The new Dear Reader album, Idealistic Animals, is a kind of musical bestiary: each track has the name of an animal, which is then used as a jumping off point for exploring more expansive themes and, ultimately, for examining MacNeil’s loss of religious faith. There are no references to this inverted Damascene conversion tonight, however. The instrumentation and occasionally baroque style means that an almost Arcade Fire level of grandiosity often seeps into the performance, but MacNeil seems content to focus on the small quirky details. Thus the songs about animals are presented as nothing more than songs about animals.
Idealistic Animals isn’t the first time that MacNeil has used something drawn from nature as a starting point: this is proved by the highlight of the set, a rousing rendition of ‘Great White Bear’, taken from her 2009 album Replace Why With Funny. Dear Reader conclude with ‘Monkey’, which climaxes with MacNeil repeating ‘You can go home now’. But the prospect of Laura Gibson means that few are inclined to do so.
Gibson’s set is very much in the spirit of the album launch. A couple of older tracks are thrown into the mix, but tonight is all about showcasing her new release, La Grande, and she plays every song from the new album. She begins with the title track, and then moves onto the more delicate ‘Milk-Heavy, Pollen Eyed’: a superb way of starting the set, but one that left me concerned that she was using up La Grande’s finest tracks rather quickly. However, her performance of the rest of the album is a reminder that La Grande is comprised almost entirely of songs of equally great strength, and so the quality of songwriting never lets up.

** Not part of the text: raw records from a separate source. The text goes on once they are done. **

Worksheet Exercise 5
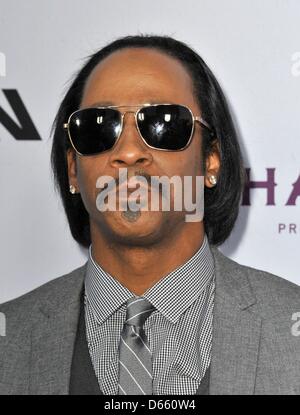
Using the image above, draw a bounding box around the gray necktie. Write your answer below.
[118,297,155,395]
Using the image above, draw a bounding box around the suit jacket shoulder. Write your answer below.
[0,264,86,395]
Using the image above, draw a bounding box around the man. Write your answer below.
[0,36,300,395]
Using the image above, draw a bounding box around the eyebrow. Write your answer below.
[90,99,173,107]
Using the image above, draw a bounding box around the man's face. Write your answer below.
[68,48,209,245]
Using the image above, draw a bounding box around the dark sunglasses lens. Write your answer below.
[69,108,121,155]
[137,104,193,151]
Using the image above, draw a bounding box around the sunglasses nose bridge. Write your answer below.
[118,110,142,141]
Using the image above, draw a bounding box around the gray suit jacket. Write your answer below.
[0,247,300,394]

There are a few incidents that make Gibson’s set feel rather shambolic. Early on, she forgets to move her capo and briefly plays her guitar out of tune. Then there are lengthy backstories to several songs, and a lengthy hesitation while Dear Reader’s Cherilyn MacNeil is fetched to contribute harmonies to ‘Feather Lungs’. But Gibson and her band take the minor mishaps in their stride, and ensure that things which might easily be considered annoying are instead almost charming. But if these accidents must somehow be redeemed, then Gibson’s finer moments, such as her acapella performance of ‘The Rushing Dark’ with backing vocals provided by the audience, suffice in themselves.